Distributions represent the share of profits allocated to limited partners. These distributions are disbursed periodically—monthly, quarterly, or annually—and can also occur during refinancing and/or property sales.

The subject property is the apartment that the general partner plans to acquire.

Underwriting involves the financial assessment of an apartment community to estimate potential returns and establish an offer price.

A pro-forma is a forecasted budget for an apartment community, detailing income and expense line items for the upcoming 12 months and 5 years. It is a result of the underwriting process.

The rent roll is a record or spreadsheet that provides comprehensive details about each unit within the apartment community, accompanied by various data tables summarizing the income.

The profit and loss statement is a record or spreadsheet that offers in-depth insights into the revenue and expenses of the apartment community throughout the preceding 12 months. It is also known as a trailing 12-month profit and loss statement or T12.

The exit strategy outlines the approach for selling the apartment community upon completion of the business plan.

The rent comparable analysis involves evaluating comparable apartment communities in the vicinity to ascertain the market rents for the subject apartment community.

A submarket is a geographical subdivision within a larger market.

For instance, Mooresville is considered a submarket of Charlotte.
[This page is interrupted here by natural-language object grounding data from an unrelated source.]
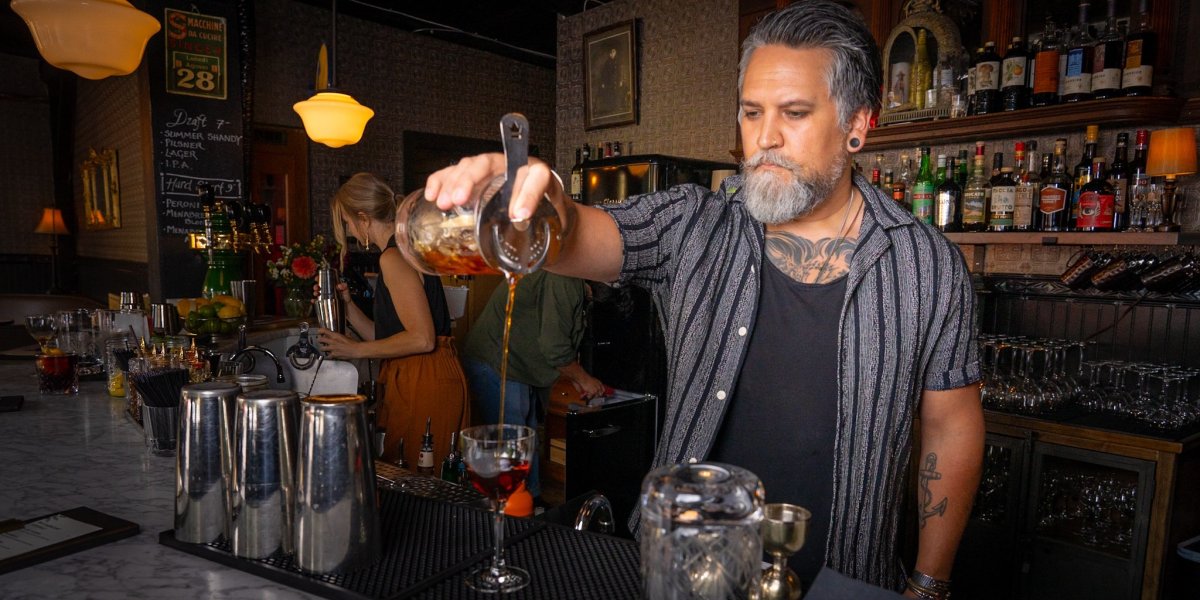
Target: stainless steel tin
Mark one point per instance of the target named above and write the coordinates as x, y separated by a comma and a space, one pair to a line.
337, 523
262, 473
201, 491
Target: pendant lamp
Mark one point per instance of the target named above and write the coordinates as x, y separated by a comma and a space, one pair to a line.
93, 39
329, 117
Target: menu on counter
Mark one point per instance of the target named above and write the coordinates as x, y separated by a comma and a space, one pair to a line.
196, 107
57, 535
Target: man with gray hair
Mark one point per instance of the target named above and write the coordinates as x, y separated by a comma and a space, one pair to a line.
809, 318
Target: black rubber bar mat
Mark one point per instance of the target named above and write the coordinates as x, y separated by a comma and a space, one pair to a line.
424, 541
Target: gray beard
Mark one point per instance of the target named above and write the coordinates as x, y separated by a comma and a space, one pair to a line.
774, 199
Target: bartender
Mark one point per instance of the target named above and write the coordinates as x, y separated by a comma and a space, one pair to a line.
809, 319
420, 373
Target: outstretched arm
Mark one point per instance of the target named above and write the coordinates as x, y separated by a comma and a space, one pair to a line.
952, 437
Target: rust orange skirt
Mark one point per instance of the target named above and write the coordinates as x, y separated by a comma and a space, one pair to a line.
419, 387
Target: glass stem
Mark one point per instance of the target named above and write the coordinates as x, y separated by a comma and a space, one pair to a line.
498, 552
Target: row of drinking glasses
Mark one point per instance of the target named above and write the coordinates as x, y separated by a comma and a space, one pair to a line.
1095, 509
1038, 376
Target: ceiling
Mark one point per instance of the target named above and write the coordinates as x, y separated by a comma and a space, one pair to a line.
525, 30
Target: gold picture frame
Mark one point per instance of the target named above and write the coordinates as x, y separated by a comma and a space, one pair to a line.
101, 190
610, 76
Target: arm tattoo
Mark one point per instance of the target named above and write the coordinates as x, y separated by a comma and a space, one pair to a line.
802, 259
929, 473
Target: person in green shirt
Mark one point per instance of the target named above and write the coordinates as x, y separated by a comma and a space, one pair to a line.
544, 342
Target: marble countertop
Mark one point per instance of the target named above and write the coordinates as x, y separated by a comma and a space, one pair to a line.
64, 451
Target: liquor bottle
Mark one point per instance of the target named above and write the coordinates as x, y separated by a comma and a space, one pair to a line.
1119, 178
1055, 195
400, 455
577, 175
1026, 185
1096, 201
876, 172
988, 81
1139, 181
1014, 91
963, 169
1045, 67
923, 190
1083, 171
453, 465
1141, 52
948, 198
1107, 61
975, 195
425, 459
1003, 202
1078, 85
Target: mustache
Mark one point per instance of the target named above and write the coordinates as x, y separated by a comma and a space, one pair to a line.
772, 157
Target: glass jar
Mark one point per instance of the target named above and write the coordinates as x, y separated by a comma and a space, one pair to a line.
701, 532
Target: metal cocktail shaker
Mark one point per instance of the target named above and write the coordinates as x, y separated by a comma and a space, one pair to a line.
201, 492
336, 520
329, 309
262, 473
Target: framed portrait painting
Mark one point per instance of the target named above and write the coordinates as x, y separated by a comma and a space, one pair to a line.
610, 76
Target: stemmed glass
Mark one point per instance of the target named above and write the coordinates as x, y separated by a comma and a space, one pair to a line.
42, 328
497, 459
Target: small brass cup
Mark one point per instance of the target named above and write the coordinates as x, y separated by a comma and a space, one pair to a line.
784, 529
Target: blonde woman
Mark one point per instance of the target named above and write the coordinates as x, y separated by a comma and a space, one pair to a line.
420, 372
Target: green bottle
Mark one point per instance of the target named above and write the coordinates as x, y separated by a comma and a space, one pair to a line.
923, 190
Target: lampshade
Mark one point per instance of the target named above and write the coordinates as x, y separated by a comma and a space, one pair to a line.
93, 39
1173, 153
52, 223
334, 119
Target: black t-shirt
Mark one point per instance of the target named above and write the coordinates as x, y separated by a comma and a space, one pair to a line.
387, 319
783, 419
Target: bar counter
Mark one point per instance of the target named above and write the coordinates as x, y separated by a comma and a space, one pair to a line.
59, 453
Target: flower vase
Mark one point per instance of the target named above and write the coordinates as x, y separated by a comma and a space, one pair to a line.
297, 304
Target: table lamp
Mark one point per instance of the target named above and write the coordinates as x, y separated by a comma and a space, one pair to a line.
1173, 153
52, 225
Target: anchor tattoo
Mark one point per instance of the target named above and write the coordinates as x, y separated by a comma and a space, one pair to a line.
929, 473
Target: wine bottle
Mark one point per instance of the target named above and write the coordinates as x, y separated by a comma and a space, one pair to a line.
425, 459
947, 214
1096, 202
1026, 185
1141, 52
1014, 91
1045, 67
975, 195
988, 81
1078, 85
1055, 195
923, 190
1108, 58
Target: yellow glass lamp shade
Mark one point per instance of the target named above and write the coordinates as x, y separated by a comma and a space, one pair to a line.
93, 39
1173, 153
334, 119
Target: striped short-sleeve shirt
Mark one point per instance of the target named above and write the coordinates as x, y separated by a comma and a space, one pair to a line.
907, 324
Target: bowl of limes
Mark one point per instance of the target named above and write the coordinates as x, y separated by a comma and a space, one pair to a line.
216, 316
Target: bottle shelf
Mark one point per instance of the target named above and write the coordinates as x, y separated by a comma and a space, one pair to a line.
1113, 112
1078, 238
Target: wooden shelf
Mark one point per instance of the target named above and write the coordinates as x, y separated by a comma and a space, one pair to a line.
1078, 238
1140, 112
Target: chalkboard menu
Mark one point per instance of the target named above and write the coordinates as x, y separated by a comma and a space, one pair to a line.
197, 127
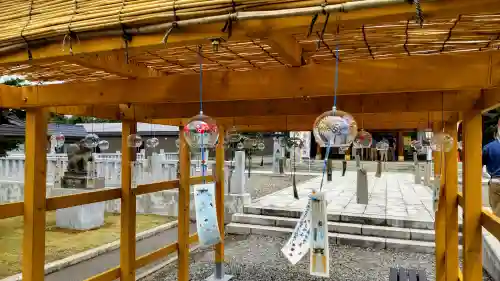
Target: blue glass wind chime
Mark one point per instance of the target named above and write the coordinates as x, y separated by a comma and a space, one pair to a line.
332, 129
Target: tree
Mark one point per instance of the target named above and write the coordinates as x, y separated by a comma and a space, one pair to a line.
7, 116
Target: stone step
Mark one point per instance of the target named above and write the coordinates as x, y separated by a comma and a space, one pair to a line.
341, 227
337, 238
380, 220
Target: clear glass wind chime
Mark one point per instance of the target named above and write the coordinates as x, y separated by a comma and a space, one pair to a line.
201, 133
337, 129
442, 143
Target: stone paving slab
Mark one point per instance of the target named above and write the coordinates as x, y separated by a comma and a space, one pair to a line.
394, 198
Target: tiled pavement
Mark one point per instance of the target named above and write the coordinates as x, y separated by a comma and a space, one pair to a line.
393, 196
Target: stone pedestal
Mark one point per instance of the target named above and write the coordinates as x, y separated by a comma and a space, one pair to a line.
362, 187
418, 177
82, 217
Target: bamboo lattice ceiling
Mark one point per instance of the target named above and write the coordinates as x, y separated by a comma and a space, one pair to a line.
46, 19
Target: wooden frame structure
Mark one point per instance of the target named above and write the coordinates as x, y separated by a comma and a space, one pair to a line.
269, 77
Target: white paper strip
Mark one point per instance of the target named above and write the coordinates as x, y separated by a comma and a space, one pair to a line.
298, 244
206, 214
319, 255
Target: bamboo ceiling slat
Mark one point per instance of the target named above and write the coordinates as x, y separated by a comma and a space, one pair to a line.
463, 33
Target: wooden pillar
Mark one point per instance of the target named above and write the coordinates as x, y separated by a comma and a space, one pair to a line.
34, 195
127, 215
401, 146
472, 177
437, 157
183, 214
450, 193
219, 203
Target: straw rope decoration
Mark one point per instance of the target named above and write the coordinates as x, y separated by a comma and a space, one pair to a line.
25, 25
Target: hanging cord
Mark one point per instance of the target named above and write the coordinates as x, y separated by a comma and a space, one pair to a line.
202, 149
294, 183
334, 109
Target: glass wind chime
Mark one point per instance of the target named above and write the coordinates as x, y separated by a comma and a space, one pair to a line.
337, 129
292, 144
201, 133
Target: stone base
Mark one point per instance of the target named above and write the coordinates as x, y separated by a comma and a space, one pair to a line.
234, 203
82, 217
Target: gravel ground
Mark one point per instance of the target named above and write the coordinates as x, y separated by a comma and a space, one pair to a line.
252, 258
260, 185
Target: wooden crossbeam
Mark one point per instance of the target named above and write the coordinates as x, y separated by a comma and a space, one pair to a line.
241, 30
378, 121
411, 74
115, 63
287, 47
377, 103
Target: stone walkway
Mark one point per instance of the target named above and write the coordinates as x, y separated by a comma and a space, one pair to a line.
393, 196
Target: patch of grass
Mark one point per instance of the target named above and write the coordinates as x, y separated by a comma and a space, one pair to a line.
61, 243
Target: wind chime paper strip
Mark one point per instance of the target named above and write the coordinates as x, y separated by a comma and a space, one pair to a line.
319, 252
206, 214
298, 244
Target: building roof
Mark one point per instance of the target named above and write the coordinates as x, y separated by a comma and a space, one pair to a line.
113, 129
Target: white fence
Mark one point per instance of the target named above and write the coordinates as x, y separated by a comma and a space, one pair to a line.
158, 167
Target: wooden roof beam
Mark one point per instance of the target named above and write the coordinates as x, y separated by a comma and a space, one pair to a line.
447, 101
115, 63
401, 121
287, 47
409, 74
201, 33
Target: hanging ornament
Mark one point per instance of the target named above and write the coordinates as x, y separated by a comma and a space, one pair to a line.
240, 146
134, 140
233, 136
152, 142
335, 128
261, 146
363, 139
103, 145
417, 145
58, 139
426, 140
201, 132
382, 145
442, 142
91, 140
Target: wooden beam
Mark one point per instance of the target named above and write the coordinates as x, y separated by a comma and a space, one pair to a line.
411, 74
243, 29
472, 177
115, 63
379, 121
128, 206
375, 103
287, 47
34, 195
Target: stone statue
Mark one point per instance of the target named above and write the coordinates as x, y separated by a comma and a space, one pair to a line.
77, 175
78, 157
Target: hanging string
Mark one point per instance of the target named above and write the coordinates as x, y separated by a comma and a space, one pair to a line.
336, 84
202, 149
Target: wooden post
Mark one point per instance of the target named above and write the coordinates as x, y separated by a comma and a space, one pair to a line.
127, 216
401, 151
183, 214
472, 177
34, 195
219, 203
437, 156
450, 192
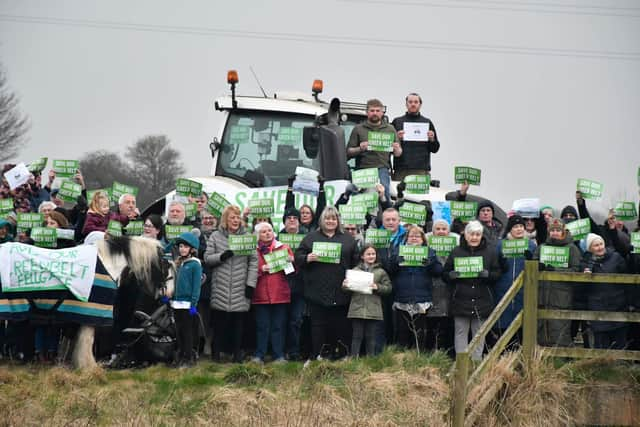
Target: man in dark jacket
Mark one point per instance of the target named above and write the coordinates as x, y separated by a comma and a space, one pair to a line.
416, 155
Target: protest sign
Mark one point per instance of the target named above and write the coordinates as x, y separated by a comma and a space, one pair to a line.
244, 244
327, 252
469, 266
380, 141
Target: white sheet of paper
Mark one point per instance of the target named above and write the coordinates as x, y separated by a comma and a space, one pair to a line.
17, 176
359, 281
415, 131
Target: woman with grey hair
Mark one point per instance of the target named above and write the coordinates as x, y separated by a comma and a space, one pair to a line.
324, 256
472, 269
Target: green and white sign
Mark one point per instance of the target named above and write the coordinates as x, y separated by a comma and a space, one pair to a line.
443, 245
469, 266
418, 184
216, 204
66, 168
555, 256
589, 189
327, 252
114, 228
261, 207
365, 178
291, 240
173, 231
381, 141
69, 191
240, 134
579, 228
465, 211
412, 255
26, 268
27, 221
413, 213
38, 165
277, 260
379, 238
290, 136
625, 211
244, 244
118, 189
468, 174
134, 228
186, 187
635, 242
44, 237
514, 248
353, 214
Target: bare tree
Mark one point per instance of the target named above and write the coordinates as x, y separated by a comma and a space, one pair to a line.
13, 124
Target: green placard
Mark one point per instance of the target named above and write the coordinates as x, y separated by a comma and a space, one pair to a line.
413, 213
379, 238
240, 134
291, 240
290, 136
514, 248
277, 260
44, 237
216, 204
468, 174
413, 255
27, 221
353, 214
417, 184
261, 207
589, 189
465, 211
6, 205
443, 245
173, 231
66, 168
625, 211
186, 187
468, 266
380, 141
114, 228
579, 228
38, 165
118, 189
244, 244
635, 242
69, 191
365, 178
328, 252
555, 256
134, 228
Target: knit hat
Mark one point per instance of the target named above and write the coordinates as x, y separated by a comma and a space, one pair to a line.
188, 239
291, 212
593, 238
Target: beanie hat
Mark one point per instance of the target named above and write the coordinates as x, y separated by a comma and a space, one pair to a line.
593, 238
188, 239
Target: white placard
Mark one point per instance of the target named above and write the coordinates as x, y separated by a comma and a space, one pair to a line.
359, 281
415, 131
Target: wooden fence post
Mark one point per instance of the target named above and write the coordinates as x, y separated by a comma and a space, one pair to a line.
530, 315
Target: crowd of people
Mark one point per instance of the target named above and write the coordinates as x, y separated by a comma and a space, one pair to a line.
330, 291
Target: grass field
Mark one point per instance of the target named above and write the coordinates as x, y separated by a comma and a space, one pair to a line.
392, 389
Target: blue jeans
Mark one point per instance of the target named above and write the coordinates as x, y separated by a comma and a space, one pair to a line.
270, 323
294, 324
385, 180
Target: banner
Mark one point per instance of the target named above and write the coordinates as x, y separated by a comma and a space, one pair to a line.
29, 268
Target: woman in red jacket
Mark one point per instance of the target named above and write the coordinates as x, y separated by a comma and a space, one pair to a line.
272, 294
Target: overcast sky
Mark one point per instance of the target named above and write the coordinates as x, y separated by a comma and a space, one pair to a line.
536, 94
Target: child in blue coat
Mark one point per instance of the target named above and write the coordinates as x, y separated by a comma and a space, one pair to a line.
185, 300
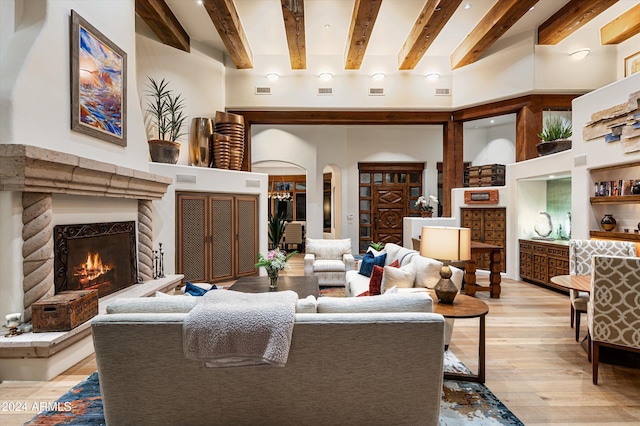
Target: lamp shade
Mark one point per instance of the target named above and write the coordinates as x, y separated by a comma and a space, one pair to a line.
445, 243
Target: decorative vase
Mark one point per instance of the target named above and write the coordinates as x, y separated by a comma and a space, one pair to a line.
608, 222
162, 151
273, 279
543, 226
201, 131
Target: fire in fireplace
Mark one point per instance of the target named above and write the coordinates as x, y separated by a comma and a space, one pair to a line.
98, 256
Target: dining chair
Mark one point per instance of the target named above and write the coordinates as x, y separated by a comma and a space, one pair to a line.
614, 306
580, 254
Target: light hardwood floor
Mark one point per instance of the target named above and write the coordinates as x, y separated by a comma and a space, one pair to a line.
534, 364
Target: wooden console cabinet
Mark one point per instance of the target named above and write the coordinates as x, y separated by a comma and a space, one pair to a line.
542, 260
217, 236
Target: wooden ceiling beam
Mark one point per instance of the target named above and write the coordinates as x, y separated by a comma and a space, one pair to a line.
622, 28
363, 18
502, 16
434, 16
569, 18
159, 17
225, 18
293, 14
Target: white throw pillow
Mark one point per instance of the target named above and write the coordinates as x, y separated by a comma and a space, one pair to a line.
427, 271
400, 277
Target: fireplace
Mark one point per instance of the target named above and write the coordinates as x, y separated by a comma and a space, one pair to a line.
98, 256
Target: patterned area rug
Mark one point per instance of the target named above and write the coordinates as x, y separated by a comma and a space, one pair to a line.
463, 403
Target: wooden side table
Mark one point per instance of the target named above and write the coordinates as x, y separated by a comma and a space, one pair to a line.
466, 307
495, 256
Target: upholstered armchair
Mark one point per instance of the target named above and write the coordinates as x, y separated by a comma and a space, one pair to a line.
614, 306
580, 254
329, 260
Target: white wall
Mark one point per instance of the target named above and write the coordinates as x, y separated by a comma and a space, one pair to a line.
314, 147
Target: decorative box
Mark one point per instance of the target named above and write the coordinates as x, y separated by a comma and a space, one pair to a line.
64, 311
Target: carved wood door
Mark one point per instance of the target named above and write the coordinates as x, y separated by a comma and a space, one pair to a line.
389, 207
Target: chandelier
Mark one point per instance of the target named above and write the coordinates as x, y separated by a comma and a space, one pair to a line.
280, 195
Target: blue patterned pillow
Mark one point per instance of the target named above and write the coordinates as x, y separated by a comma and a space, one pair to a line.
369, 261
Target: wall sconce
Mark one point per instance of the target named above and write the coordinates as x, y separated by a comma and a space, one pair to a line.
432, 76
580, 54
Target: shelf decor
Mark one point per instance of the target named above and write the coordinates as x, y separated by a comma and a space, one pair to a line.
98, 84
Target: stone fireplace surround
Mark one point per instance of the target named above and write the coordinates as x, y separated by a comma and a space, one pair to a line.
37, 173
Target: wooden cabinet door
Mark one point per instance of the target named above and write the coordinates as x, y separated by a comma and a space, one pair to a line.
488, 225
389, 207
191, 237
246, 225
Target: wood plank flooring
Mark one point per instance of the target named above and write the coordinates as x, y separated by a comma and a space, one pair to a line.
534, 364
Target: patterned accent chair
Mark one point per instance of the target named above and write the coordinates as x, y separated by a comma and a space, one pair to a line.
580, 254
329, 260
614, 306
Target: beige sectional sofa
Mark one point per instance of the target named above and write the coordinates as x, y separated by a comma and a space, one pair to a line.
376, 360
427, 275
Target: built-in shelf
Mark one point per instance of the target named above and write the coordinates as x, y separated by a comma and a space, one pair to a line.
615, 200
623, 236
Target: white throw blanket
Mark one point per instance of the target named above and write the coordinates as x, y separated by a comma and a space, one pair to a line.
229, 328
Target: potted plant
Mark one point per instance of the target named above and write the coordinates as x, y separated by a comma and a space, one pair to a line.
167, 116
424, 203
555, 135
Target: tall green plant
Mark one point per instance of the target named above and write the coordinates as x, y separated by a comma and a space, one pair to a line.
277, 225
166, 110
555, 127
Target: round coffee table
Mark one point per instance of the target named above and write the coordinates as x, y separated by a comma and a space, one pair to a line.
466, 307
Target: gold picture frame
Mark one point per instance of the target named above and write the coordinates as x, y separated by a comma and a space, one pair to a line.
632, 64
98, 84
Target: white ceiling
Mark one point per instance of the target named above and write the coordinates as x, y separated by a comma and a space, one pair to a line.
263, 24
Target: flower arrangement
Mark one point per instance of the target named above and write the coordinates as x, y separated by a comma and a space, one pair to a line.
425, 203
274, 262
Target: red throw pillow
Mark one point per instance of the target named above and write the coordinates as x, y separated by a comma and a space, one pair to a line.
376, 280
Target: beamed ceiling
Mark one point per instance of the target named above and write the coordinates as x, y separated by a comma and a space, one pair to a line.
409, 30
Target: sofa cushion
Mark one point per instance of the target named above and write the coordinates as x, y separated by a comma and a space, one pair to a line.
328, 265
369, 261
402, 277
398, 302
375, 282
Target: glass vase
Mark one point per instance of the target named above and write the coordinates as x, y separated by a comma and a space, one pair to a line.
273, 279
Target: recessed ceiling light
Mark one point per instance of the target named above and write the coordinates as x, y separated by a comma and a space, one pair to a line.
580, 54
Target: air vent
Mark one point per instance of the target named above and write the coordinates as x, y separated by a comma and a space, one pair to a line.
263, 90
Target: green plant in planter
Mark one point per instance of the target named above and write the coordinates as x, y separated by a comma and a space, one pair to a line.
167, 115
166, 110
555, 128
276, 227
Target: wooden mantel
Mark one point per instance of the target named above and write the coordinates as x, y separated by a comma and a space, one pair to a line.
27, 168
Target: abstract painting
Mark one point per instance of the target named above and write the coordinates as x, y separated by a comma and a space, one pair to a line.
98, 84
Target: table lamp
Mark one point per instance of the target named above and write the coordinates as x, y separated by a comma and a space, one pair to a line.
447, 245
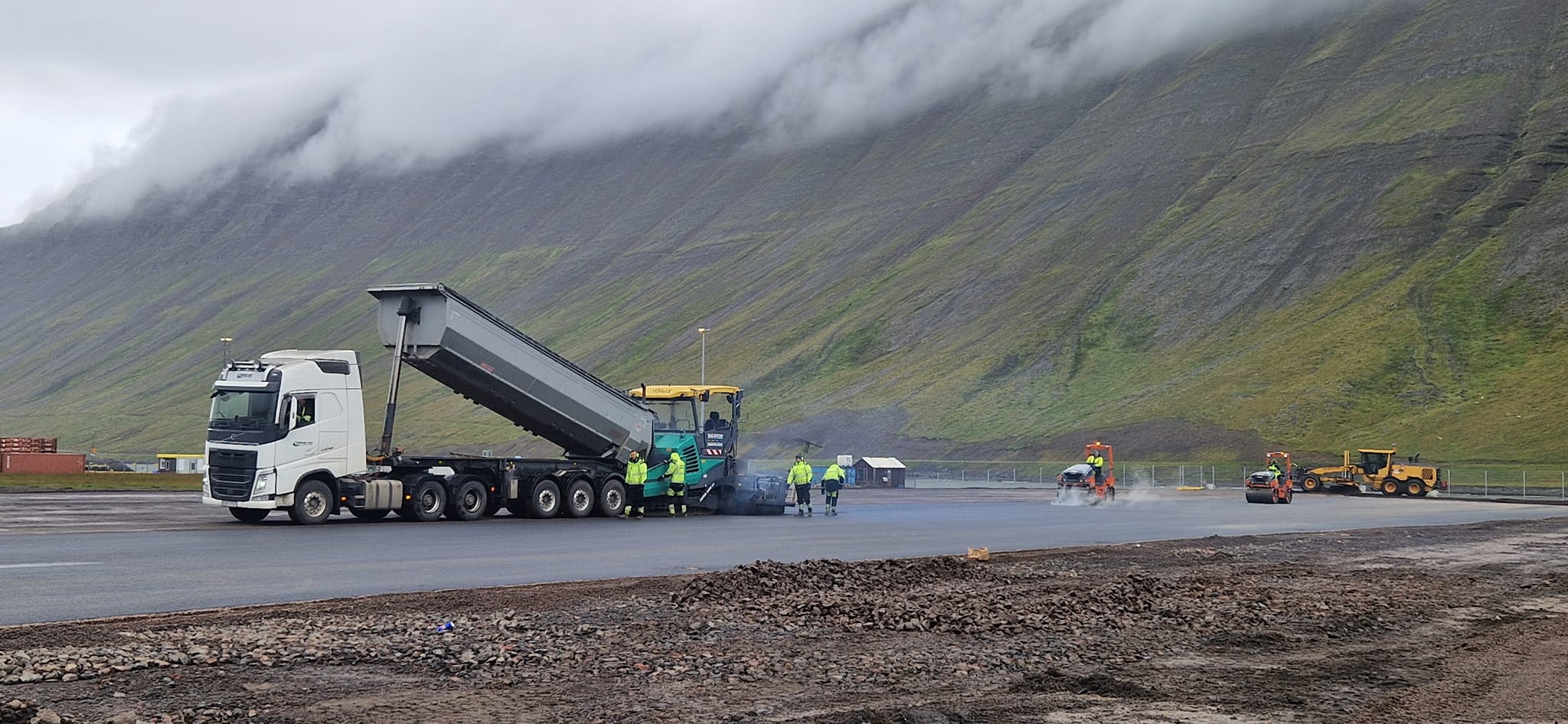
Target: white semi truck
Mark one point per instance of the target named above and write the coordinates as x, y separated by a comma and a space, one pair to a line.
287, 430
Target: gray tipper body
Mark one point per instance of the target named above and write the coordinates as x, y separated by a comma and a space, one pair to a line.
510, 373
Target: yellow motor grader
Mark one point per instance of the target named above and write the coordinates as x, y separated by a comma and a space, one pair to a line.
1377, 471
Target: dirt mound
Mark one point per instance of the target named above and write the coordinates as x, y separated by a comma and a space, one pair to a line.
1161, 632
1098, 683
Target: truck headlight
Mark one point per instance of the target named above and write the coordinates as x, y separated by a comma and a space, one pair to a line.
264, 481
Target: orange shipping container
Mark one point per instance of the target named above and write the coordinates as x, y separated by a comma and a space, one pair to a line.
43, 463
28, 445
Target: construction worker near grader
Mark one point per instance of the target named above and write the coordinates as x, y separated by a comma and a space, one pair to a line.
676, 492
635, 477
831, 481
1098, 461
800, 477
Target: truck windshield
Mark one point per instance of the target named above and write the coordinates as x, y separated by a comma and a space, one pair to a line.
675, 414
239, 409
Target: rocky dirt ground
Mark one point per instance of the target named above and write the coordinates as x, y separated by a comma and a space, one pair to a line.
1459, 624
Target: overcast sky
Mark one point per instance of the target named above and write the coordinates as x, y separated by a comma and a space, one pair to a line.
129, 97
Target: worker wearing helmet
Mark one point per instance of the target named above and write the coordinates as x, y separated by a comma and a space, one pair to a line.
1099, 466
800, 477
676, 494
635, 477
831, 481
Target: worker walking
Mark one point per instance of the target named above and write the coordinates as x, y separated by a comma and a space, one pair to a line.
1098, 461
676, 492
635, 477
800, 477
831, 481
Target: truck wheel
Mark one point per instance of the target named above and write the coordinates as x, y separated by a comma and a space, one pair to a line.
579, 497
427, 501
312, 504
469, 501
612, 497
248, 514
546, 499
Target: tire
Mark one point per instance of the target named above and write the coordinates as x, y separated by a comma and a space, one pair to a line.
544, 501
312, 504
427, 501
468, 501
612, 497
250, 514
579, 497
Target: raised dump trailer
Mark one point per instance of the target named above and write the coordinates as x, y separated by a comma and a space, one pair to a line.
287, 430
479, 356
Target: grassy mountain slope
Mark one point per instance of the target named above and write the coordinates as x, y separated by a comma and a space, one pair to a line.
1336, 236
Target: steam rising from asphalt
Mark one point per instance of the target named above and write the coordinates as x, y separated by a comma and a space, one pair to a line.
399, 85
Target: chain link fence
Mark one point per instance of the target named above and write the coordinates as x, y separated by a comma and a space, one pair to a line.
1484, 481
A metropolitan statistical area (MSA) refers to a geographical zone encompassing a significant population center, along with neighboring communities exhibiting strong economic and social ties to that central core. The determination of MSAs is carried out by the United States Office of Management and Budget (OMB).

The acquisition fee constitutes the initial payment made by the new purchasing partnership entity to the general partner, compensating for their efforts in discovering, assessing, analyzing, securing financing, and finalizing the investment. These fees typically range from 3% to 5% of the purchase price, varying according to the deal’s magnitude and potential returns.

The property management fee is a continuous monthly payment remitted to the property management company in exchange for overseeing the property’s daily operations. This fee’s scope varies between 2% and 8% of the property’s total monthly collected revenues, contingent upon the deal’s scale.

The refinancing fee pertains to compensation for the efforts involved in refinancing the property. When finalizing the new loan, a fee ranging from 0.5% to 2% of the total loan amount is disbursed to the general partner.

The guaranty fee is a payment rendered to a loan guarantor during the loan’s closure. This guarantor assures the loan. When sealing the loan, a fee ranging from 0.25% to 1% of the mortgage loan’s principal balance is disbursed to the loan guarantor.

The private placement memorandum (PPM) is a document delineating the investment terms and core risk factors related to the investment. It comprises four primary sections: an introduction that provides a concise overview of the offering, basic disclosures encompassing details about the general partner, asset description, and risk factors, the legal agreement, and the subscription agreement.

A subscription agreement is a pact between a company and investor(s) that defines the price and conditions of purchasing shares in the company. This agreement outlines the rights and responsibilities connected to the acquisition of shares.